Uno de los ejes centrales de Nefes es garantizar el derecho de los niños a la educación artística, promoviendo la creatividad y la conexión con su herencia cultural.
“Un niño sin acceso a la cultura es un niño condenado a memorizar y repetir. La educación artística fortalece raíces y da frutos”, afirmó.
Con más de 13 años viviendo en Gaziantep, Maslamani observa cómo la comunidad siria ha pasado de ser percibida como necesitada a convertirse en un aporte cultural para Türkiye.
“La identidad cultural siria enriquece a las comunidades que nos acogen y es responsabilidad de todos preservarla y difundirla”, agregó.
El proyecto de Maslamani no se limita a Türkiye, su sueño es llevar la música siria a niños y comunidades en Europa, Oriente Medio y América del Norte.

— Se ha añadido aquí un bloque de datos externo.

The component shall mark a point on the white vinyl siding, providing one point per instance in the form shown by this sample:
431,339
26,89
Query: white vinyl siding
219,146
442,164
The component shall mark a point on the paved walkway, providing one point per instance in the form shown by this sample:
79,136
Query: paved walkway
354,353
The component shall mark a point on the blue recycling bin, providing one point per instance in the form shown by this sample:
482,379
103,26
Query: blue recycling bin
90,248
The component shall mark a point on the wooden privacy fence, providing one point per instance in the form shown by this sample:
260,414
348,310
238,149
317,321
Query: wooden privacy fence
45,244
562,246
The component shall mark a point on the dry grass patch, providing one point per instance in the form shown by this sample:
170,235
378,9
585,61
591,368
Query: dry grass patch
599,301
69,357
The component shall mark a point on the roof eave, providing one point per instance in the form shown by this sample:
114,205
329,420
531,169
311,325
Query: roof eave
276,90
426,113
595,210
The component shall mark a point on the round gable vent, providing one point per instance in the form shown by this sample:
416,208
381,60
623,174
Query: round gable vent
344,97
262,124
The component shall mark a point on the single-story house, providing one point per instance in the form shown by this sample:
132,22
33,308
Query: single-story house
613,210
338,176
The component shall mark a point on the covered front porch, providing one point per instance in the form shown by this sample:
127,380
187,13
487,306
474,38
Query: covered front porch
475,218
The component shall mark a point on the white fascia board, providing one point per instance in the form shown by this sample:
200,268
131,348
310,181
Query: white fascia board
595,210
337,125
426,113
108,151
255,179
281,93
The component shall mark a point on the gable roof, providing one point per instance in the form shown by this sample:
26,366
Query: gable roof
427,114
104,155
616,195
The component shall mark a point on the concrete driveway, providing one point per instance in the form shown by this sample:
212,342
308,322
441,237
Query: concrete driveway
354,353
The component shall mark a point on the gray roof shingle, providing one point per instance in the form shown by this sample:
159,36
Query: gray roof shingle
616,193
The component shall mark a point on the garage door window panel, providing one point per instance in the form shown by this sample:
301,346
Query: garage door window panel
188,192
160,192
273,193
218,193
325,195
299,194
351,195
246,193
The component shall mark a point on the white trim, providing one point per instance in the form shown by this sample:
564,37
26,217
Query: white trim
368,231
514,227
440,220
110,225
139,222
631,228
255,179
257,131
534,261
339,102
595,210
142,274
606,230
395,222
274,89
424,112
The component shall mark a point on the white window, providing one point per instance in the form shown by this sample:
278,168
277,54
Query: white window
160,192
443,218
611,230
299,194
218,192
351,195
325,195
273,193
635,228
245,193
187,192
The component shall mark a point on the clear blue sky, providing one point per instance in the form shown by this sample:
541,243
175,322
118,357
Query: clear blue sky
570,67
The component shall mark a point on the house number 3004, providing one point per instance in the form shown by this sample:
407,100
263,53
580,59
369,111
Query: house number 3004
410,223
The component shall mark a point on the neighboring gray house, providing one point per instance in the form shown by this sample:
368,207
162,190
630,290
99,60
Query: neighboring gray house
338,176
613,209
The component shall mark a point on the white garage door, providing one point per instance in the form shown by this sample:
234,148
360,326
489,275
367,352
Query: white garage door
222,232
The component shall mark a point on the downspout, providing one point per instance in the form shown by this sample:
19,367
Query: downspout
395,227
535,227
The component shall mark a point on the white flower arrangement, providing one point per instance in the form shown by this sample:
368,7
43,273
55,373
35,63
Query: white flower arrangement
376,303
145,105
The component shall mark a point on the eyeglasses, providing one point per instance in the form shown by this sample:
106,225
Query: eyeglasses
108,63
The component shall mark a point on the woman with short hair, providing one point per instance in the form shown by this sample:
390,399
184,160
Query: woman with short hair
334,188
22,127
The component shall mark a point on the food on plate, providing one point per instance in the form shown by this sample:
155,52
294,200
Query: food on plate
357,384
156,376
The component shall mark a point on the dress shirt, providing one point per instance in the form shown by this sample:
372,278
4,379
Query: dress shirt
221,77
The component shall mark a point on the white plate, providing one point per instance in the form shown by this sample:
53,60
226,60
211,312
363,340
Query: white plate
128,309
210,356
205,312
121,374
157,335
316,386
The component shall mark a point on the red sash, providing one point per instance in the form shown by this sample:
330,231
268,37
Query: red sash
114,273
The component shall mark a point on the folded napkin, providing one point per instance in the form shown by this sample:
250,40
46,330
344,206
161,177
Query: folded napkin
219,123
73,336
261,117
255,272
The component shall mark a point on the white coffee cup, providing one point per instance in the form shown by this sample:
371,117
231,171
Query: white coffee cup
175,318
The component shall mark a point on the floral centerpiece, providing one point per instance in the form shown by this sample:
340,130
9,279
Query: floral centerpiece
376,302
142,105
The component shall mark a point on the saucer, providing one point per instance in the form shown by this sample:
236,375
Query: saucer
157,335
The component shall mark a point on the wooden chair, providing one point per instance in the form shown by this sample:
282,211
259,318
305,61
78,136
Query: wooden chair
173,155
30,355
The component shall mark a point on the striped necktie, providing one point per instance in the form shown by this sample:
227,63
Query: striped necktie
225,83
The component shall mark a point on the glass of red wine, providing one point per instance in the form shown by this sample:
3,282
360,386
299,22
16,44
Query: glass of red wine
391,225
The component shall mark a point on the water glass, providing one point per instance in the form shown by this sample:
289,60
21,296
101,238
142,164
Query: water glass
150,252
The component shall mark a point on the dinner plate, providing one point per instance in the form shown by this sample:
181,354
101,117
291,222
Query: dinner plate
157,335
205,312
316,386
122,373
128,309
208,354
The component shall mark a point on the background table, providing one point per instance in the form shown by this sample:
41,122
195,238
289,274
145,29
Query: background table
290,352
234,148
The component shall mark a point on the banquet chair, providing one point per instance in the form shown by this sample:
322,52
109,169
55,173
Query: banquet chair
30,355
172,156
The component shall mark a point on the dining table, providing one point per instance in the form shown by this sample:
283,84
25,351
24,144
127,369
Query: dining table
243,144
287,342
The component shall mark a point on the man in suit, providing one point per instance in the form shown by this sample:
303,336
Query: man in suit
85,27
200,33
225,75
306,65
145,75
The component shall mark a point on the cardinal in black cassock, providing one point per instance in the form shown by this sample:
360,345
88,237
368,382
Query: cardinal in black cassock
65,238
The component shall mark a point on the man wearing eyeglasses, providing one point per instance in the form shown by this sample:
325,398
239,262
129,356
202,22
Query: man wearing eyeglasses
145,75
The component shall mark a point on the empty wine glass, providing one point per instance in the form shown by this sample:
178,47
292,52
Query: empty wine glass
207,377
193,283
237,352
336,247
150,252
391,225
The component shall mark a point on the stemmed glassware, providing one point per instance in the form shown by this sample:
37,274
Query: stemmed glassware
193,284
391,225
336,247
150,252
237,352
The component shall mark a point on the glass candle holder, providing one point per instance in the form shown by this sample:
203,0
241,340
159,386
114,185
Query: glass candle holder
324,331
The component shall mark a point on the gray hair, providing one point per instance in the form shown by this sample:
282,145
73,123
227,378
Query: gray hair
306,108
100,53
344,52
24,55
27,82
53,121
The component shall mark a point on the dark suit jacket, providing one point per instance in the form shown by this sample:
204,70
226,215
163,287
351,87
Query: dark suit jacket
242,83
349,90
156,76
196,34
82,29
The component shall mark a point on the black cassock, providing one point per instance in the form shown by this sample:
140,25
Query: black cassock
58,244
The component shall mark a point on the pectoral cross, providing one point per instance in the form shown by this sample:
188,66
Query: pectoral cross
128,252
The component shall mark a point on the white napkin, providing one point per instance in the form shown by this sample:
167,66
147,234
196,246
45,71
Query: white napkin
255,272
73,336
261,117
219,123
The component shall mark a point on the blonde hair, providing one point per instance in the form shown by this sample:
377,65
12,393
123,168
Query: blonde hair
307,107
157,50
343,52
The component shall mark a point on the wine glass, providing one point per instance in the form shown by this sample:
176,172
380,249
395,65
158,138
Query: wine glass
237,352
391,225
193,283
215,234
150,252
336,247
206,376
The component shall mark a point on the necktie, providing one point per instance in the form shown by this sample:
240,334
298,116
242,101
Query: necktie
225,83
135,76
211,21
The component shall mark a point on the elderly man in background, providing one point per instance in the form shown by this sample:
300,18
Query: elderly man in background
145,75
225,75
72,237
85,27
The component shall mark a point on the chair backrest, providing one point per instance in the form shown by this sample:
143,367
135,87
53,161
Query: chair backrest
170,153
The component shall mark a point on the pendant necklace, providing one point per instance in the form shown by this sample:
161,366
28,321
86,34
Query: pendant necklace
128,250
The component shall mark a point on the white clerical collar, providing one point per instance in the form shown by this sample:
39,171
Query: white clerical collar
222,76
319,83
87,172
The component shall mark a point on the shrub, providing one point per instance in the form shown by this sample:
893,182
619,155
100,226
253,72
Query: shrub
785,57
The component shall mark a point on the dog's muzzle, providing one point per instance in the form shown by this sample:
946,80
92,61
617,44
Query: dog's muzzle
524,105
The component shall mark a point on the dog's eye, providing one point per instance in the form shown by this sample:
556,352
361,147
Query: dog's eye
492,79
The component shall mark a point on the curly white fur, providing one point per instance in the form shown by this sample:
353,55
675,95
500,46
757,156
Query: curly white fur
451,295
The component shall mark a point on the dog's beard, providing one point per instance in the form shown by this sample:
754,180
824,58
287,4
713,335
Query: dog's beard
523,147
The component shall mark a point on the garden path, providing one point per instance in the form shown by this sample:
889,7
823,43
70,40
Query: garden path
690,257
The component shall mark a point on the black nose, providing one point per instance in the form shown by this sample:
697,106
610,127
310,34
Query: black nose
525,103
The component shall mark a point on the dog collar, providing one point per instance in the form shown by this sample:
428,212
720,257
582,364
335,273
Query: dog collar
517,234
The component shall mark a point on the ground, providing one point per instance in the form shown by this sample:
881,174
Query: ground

Su visión incluye la creación de un instituto de investigación musical en Alepo, un instituto superior de música y un teatro de ópera, recuperando así el legado artístico de la ciudad para las futuras generaciones.
En un relato que combina resiliencia, talento y compromiso cultural, Ibrahim Maslamani demuestra que, incluso en el exilio, la música puede ser un puente entre sociedades y un motor de esperanza para la reconstrucción del patrimonio sirio.